Whiteford v. Commissioner of Social Security

CourtDistrict Court, M.D. Florida
DecidedMarch 29, 2022
Docket3:20-cv-01115
StatusUnknown

This text of Whiteford v. Commissioner of Social Security (Whiteford v. Commissioner of Social Security) is published on Counsel Stack Legal Research, covering District Court, M.D. Florida primary law. Counsel Stack provides free access to over 12 million legal documents including statutes, case law, regulations, and constitutions.

Bluebook
Whiteford v.
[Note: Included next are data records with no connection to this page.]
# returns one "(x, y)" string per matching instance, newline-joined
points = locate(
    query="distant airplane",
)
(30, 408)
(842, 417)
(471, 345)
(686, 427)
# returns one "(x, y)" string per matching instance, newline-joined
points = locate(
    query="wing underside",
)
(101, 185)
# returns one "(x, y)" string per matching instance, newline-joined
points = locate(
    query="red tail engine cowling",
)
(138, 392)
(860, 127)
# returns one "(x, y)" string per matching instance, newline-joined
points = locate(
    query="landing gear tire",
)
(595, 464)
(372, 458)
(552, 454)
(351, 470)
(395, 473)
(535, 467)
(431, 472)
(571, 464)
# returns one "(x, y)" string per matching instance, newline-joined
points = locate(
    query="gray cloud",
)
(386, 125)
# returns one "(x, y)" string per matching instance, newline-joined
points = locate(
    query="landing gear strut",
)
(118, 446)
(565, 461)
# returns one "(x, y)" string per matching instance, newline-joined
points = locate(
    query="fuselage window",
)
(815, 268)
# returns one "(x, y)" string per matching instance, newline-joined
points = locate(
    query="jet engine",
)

Commissioner of Social Security, (M.D. Fla. 2022).

Opinion

UNITED STATES DISTRICT COURT MIDDLE DISTRICT OF FLORIDA JACKSONVILLE DIVISION

TERESA JUNE WHITEFORD,

Plaintiff,

v. CASE NO. 3:20-CV-1115-MAP

COMMISSIONER OF SOCIAL SECURITY,

Defendant. ______________________________________/

ORDER

This is an action for review of the administrative denial of disability insurance benefits (DIB) and period of disability benefits. See 42 U.S.C. § 405(g). Plaintiff contends the Administrative Law Judge (ALJ) failed to (1) include limitations associated with her lumbar Tarlov cysts in formulating Plaintiff’s residual functional capacity (RFC); (2) consider the severity of her migraines; and (3) properly weigh the medical opinions. After considering the administrative record (doc. 14) and the parties’ arguments (docs. 21, 23), I find that substantial evidence supports the ALJ’s decision. I affirm. A. Background Plaintiff Teresa Whiteford alleges she became disabled on August 31, 2017, due to headaches with occipital nerve pain; cervical pain and disc degeneration with stenosis; shoulder pain with muscle spasms; lumbar pain with muscle spasms, cysts, and stenosis; irritable bowel syndrome (IBS); and anxiety (R. 272) Plaintiff’s date of last insured (DIB) is December 21, 2021; she must show she became disabled by this date to receive benefits. (R. 23) Plaintiff was 55 years old at her October 17, 2019 administrative hearing. (R. 45) She is a high school graduate with past work experience as a financial aid officer at Jones College, a job she held from 1989 until the college closed its doors in 2017. (R. 47) She testified that even if Jones College had remained open, she could not have continued to work due to her

functional limitations. For example, she often showed up late because of IBS flare-ups, and she had trouble sitting at a desk all day. (R. 70-71) In her words: “I had difficulty walking and I had an office assistant who was constantly correcting my errors that I was making, looking for documents that I had misfiled or attached to the one record.” (R. 69) Plaintiff “did everything . . . to make things work,” including using her mouse with her left hand instead of her right, moving her monitor around on her desk, and trying different keyboards. (Id.) But “[t]his went on for probably a year or so until it just – it got to the point that I – I couldn’t – I couldn’t do it anymore.” (Id.) Plaintiff lives with her husband and son. She dresses herself but struggles to pull shirts over her head. (R. 52) She does “very limited” household chores because of her back and

neck pain. (R. 53) Her grip strength has diminished. For example, she testified she can hold a hammer but cannot nail two boards together without getting muscle spasms in her neck. (R. 54) She drives only short distances and wears a back brace when she grocery shops at Publix. (R. 57) Plaintiff attends church at least once a week and socializes with friends. (R. 60) After a hearing, the ALJ found, in a November 12, 2019 decision, that Plaintiff suffers from the severe impairments of osteoarthritis and dysfunction of major joints (R. 23) Despite these impairments, the ALJ determined that Plaintiff was not disabled because she retained the RFC to perform light work with limitations:

2 She can occasionally lift and carry 20 pounds, and she can frequently lift and carry 10 pounds. She can push and pull as much as she can lift and carry. She can sit for six hours out of an eight-hour workday. She can stand or walk for a total of four hours out of an eight-hour workday. She can frequently climb, balance, stoop, kneel, crouch and crawl.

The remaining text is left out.